Дорога от Акмолинского вокзала до колхоза, который в пятый раз менял название и теперь именовался громким именем Победы, но его по привычке называли Калининским, удивила и обрадовала: широкая, укатанная, оживленная. Айбар помнил, как лошади проваливались в снег по брюхо и жалобно ржали, утомившись в борьбе с льдистой пургой, когда он вез Антонину в больницу, и завывания волков чередовались то ли с прощальными жалобами пурги, то ли с постанываниями страдалицы под меховой полостью. А теперь – яблочко, красавица, керемет, совсем как в Европе.
– Платон-ага, а че… того-самого… дорогу чистят к вам? – Набросился он на хозяина, не дав как следует себя разглядеть, похлопать, подергать за уши.
– Ну да, такая акробатика, трактор ходит и чистит. Машин же много отправляем, у нас и ферма, и элеватор, и склады механические.
– Так… так вы ж на ровном месте этот колхоз начали. – Айбар прокручивал в памяти рассказы старожилов, как они приехали в степь, как обживались. Нынче не верилось, что все это правда.
– Ну не, почему ж на ровном месте? – ухмыльнулся Платон. – Все же шесть юрт туточки стояло. – Он потер руки и полез в мудреный шкафчик под окном, вделанный прямо в стену, да еще и с дырочками наружу, для холода. Оттуда появились соленья, масло, самогон.

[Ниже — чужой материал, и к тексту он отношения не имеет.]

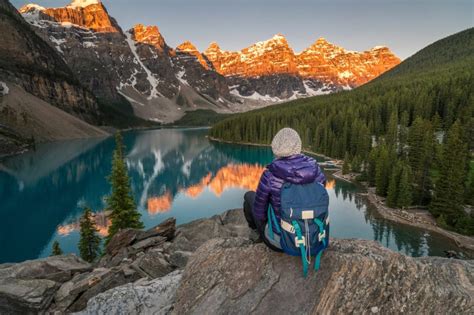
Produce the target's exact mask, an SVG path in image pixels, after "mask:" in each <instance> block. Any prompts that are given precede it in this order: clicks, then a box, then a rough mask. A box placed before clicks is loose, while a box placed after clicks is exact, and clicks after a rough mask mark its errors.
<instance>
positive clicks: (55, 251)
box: [51, 241, 63, 256]
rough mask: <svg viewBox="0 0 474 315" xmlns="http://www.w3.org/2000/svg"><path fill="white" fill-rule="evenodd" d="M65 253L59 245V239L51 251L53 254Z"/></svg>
mask: <svg viewBox="0 0 474 315" xmlns="http://www.w3.org/2000/svg"><path fill="white" fill-rule="evenodd" d="M62 254H63V250H62V249H61V247H60V246H59V242H58V241H54V243H53V251H52V252H51V256H59V255H62Z"/></svg>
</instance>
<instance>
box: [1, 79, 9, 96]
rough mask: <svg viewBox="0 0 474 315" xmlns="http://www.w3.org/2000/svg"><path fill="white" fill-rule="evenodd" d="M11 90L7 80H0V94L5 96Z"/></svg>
mask: <svg viewBox="0 0 474 315" xmlns="http://www.w3.org/2000/svg"><path fill="white" fill-rule="evenodd" d="M9 92H10V89H9V88H8V85H7V84H6V83H5V82H2V81H0V96H5V95H7V94H8V93H9Z"/></svg>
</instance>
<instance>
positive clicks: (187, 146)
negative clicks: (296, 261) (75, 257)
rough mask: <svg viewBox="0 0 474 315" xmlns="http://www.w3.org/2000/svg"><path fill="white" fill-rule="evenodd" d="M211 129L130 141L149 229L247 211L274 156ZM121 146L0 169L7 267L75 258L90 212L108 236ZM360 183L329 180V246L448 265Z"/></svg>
mask: <svg viewBox="0 0 474 315" xmlns="http://www.w3.org/2000/svg"><path fill="white" fill-rule="evenodd" d="M206 135H207V129H160V130H147V131H133V132H127V133H124V141H125V145H126V147H127V150H126V152H127V156H126V163H127V166H128V169H129V174H130V177H131V181H132V188H133V193H134V197H135V201H136V204H137V207H138V209H139V211H140V213H141V214H142V220H143V222H144V223H145V226H146V227H147V228H149V227H152V226H154V225H156V224H158V223H160V222H161V221H162V220H164V219H166V218H168V217H175V218H176V219H177V223H178V224H182V223H186V222H190V221H192V220H195V219H198V218H203V217H210V216H212V215H215V214H218V213H221V212H223V211H225V210H227V209H233V208H241V207H242V203H243V200H242V197H243V194H244V193H245V192H246V191H247V190H250V189H255V187H256V185H257V183H258V179H259V177H260V174H261V172H262V171H263V169H264V166H265V165H266V164H268V163H270V162H271V161H272V159H273V155H272V153H271V150H270V148H266V147H255V146H241V145H230V144H220V143H214V142H210V141H209V140H208V139H207V138H206ZM113 149H114V140H113V138H112V137H110V138H105V139H104V138H102V139H87V140H74V141H65V142H55V143H48V144H43V145H40V146H38V147H37V148H36V151H32V152H28V153H26V154H23V155H20V156H15V157H12V158H9V159H6V160H4V161H2V162H0V219H1V220H0V248H1V251H0V263H5V262H19V261H24V260H28V259H34V258H38V257H45V256H49V255H50V253H51V247H52V243H53V242H54V241H55V240H57V241H58V242H59V243H60V246H61V248H62V249H63V251H64V252H65V253H77V252H78V250H77V243H78V240H79V232H78V219H79V217H80V216H81V213H82V209H83V207H84V206H89V207H91V208H92V209H93V211H94V212H96V215H95V220H96V223H97V226H98V228H99V232H100V234H101V235H106V233H107V225H108V224H109V223H110V222H109V221H108V220H107V217H106V215H105V214H104V212H103V209H104V198H105V197H106V196H107V194H108V193H109V192H110V186H109V183H108V182H107V175H108V174H109V172H110V169H111V158H112V151H113ZM358 190H359V188H358V187H356V186H355V185H353V184H350V183H347V182H344V181H339V180H334V179H333V178H331V177H330V176H329V184H328V191H329V194H330V216H331V237H336V238H362V239H368V240H376V241H379V242H380V243H381V244H382V245H384V246H386V247H388V248H391V249H393V250H396V251H400V252H403V253H406V254H408V255H411V256H445V255H444V251H445V250H455V251H459V249H458V248H457V247H456V246H455V244H454V243H453V242H452V241H450V240H448V239H446V238H444V237H442V236H440V235H438V234H434V233H431V232H427V231H424V230H420V229H417V228H413V227H409V226H405V225H401V224H396V223H393V222H390V221H387V220H384V219H382V218H380V217H379V216H378V215H377V213H376V211H374V210H373V209H371V208H370V207H368V206H367V204H366V201H365V199H364V197H362V196H360V195H358V194H357V192H358Z"/></svg>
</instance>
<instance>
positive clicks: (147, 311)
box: [77, 270, 182, 315]
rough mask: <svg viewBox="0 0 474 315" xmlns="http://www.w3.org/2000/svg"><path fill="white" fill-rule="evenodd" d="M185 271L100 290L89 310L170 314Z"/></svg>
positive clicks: (158, 313) (117, 312) (83, 313)
mask: <svg viewBox="0 0 474 315" xmlns="http://www.w3.org/2000/svg"><path fill="white" fill-rule="evenodd" d="M181 276H182V271H180V270H177V271H174V272H172V273H170V274H168V275H166V276H164V277H162V278H159V279H155V280H151V281H144V280H139V281H137V282H135V283H129V284H126V285H124V286H121V287H117V288H114V289H111V290H108V291H106V292H104V293H101V294H99V295H97V296H95V297H94V298H92V299H91V300H89V302H88V303H87V308H86V309H85V310H83V311H82V312H80V313H77V314H81V315H86V314H117V315H119V314H168V313H169V312H170V311H171V309H172V307H173V303H174V298H175V293H176V290H177V289H178V286H179V283H180V280H181Z"/></svg>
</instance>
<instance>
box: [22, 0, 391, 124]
mask: <svg viewBox="0 0 474 315" xmlns="http://www.w3.org/2000/svg"><path fill="white" fill-rule="evenodd" d="M19 11H20V12H21V14H22V15H23V17H24V19H25V20H26V21H27V22H28V23H29V24H30V25H32V26H34V29H35V31H36V32H37V34H38V35H40V36H41V37H42V38H43V39H44V40H45V41H46V42H48V43H49V44H50V46H51V47H53V48H54V49H55V50H56V51H57V52H58V54H59V55H60V56H61V57H62V58H63V60H64V61H65V62H66V63H67V65H68V66H69V67H70V68H71V69H72V71H73V72H74V75H75V76H76V77H77V78H78V79H79V80H80V81H81V83H82V84H83V85H84V86H85V87H87V88H88V89H89V90H91V91H92V92H93V94H94V95H95V96H97V97H98V98H99V100H100V101H101V102H103V103H106V104H108V105H109V106H115V107H117V108H118V109H121V110H125V109H126V108H129V107H130V105H128V104H131V106H132V107H133V113H134V114H135V115H136V116H138V117H141V118H144V119H148V120H154V121H161V122H171V121H174V120H176V119H178V118H180V117H181V116H182V115H183V114H184V112H185V111H187V110H194V109H199V108H204V109H212V110H214V111H218V112H236V111H245V110H249V109H252V108H255V107H259V106H263V105H268V104H271V103H276V102H282V101H285V100H289V99H296V98H299V97H306V96H312V95H318V94H325V93H331V92H336V91H339V90H342V89H350V88H353V87H356V86H358V85H361V84H363V83H365V82H367V81H369V80H371V79H372V78H374V77H376V76H377V75H379V74H381V73H382V72H384V71H386V70H388V69H390V68H391V67H393V66H394V65H396V64H398V63H399V62H400V60H399V59H398V58H397V57H395V56H394V55H393V54H392V53H391V52H390V51H389V50H388V48H374V49H372V50H369V51H367V52H362V53H357V52H349V51H346V50H344V49H343V48H340V47H337V46H335V45H332V44H329V43H327V42H325V41H324V42H322V41H321V39H320V40H318V41H317V42H316V43H315V44H313V45H312V46H310V47H309V48H308V49H306V50H304V51H303V52H301V53H298V54H297V53H295V52H294V51H293V49H292V48H291V47H290V46H289V44H288V42H287V40H286V39H285V37H284V36H282V35H275V36H274V37H273V38H271V39H270V40H267V41H263V42H259V43H256V44H255V45H252V46H250V47H248V48H245V49H243V50H241V51H239V52H229V51H225V50H222V49H221V48H220V47H219V46H218V45H217V44H216V43H212V44H211V45H210V46H209V48H208V49H207V50H206V51H205V52H204V53H201V52H199V51H198V49H196V47H195V46H194V45H193V44H192V43H190V42H185V43H183V44H181V45H179V46H178V47H176V48H175V49H172V48H171V47H169V46H168V45H167V44H166V41H165V39H164V38H163V36H162V35H161V33H160V32H159V29H158V27H156V26H144V25H141V24H138V25H136V26H135V27H133V28H132V29H130V30H127V31H123V30H122V29H121V28H120V26H119V25H118V23H117V22H116V21H115V19H114V18H112V17H111V16H110V15H109V14H108V12H107V9H106V8H105V7H104V5H103V4H102V3H101V2H100V1H99V0H73V1H72V2H71V3H70V4H69V5H67V6H65V7H61V8H44V7H41V6H39V5H35V4H29V5H26V6H24V7H22V8H21V9H20V10H19Z"/></svg>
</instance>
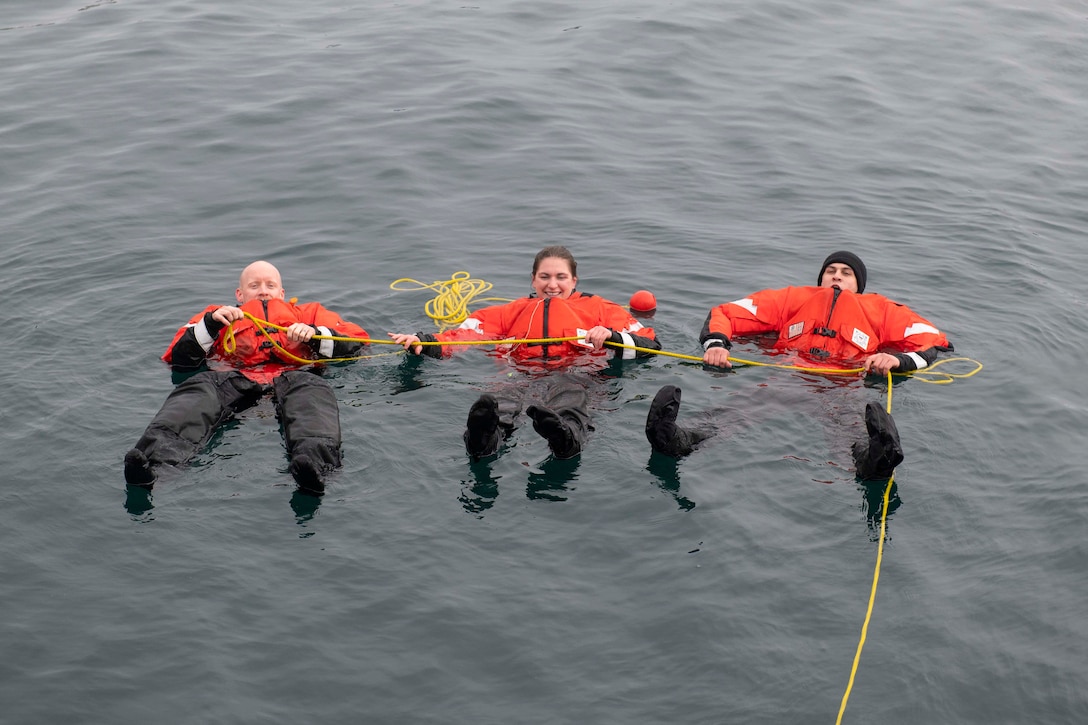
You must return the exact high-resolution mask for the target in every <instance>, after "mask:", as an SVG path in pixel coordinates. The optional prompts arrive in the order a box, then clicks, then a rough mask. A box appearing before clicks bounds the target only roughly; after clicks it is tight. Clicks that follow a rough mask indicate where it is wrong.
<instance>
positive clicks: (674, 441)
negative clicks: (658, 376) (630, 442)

– Помянем, – глухо сказал Айбар и выпил.
Тоня всхлипнула, а Катюха в тишине отдавала команды подаренной ей трофейной кукле немецкого фарфора, круглощекой, с нежным румянцем и розовыми пальчиками, каждый из которых заканчивался аккуратным ноготком. На кукле красовалось длинное кружевное платье, в каких ходили барышни до революции. Айбар никогда прежде такой красоты не встречал, даже не предполагал, что кто-то не ленился так ухищряться для детской забавы, вот и не удержался, выменял на тушенку. Он знал, что для Сенцовых нет ничего важнее Катюшиной радости. Им тоже достались кое-какие сувениры: серебряные ложки-вилки с кудрявыми подстаканниками, кусок отменного сукна и духи. Последние вообще-то предназначались Ак-Ерке, но в связи с открывшейся диспозицией быстро сменили пункт назначения.
Долгие разговоры катались вокруг войны, не попадая в цель. За сердечной беседой не заметили, как прокукарекали первые петухи.
– Я, пожалуй, на завод пойду. – Айбар потянулся, расправляя затекшие плечи.
Платон замер, неодобрительно покосился:
– Что вас всех к железу-то тянет? Что вы его есть будете, что ли?
– Рабочим хочу… того-самого… и в техникум вечерний…
– Тс-с… Ты посмотри, Платоша, какой он просвещенный-то стал. – Тоня накрыла своей рукой мужнюю. – Совсем не тот паренек, что уходил отсюда. Ты не держи его. Пусть. Дай Господь тебе счастья, Айбарушка, несчастья уже ты хлебнул на своем веку.
Сенцов молча согласился с женой. Ладно, если тянет в город, то пусть идет. Хотя и здесь ему рады, ждали как своего, как сына, оставшегося где-то под Орлом. Через два дня Айбар уже получил койку в общежитии и место на заводе станкостроения, где во время войны выпекали минометы и фугасы, а теперь снова собирались изготавливать мирное, безопасное из того же самого железа, на том же угле. Завод назад не поедет, невыгодно. Он останется здесь, а в Мелитополе построят новый. Так решила партия. Начальник цеха, совсем седой Лев Абрамыч, коротко махнул в сторону бесцветной бабы, и она стала учить ремеслу токаря. Привычные к металлу и к командам руки слушались исправно, чутко ловили такт станка. Изголодавшаяся по настоящей науке голова кидалась осваивать кучи нового, непонятного, но интересного, выныривала среди незнакомых терминов и с удивлением возвращалась назад: доучивать, дочитывать, допрашивать.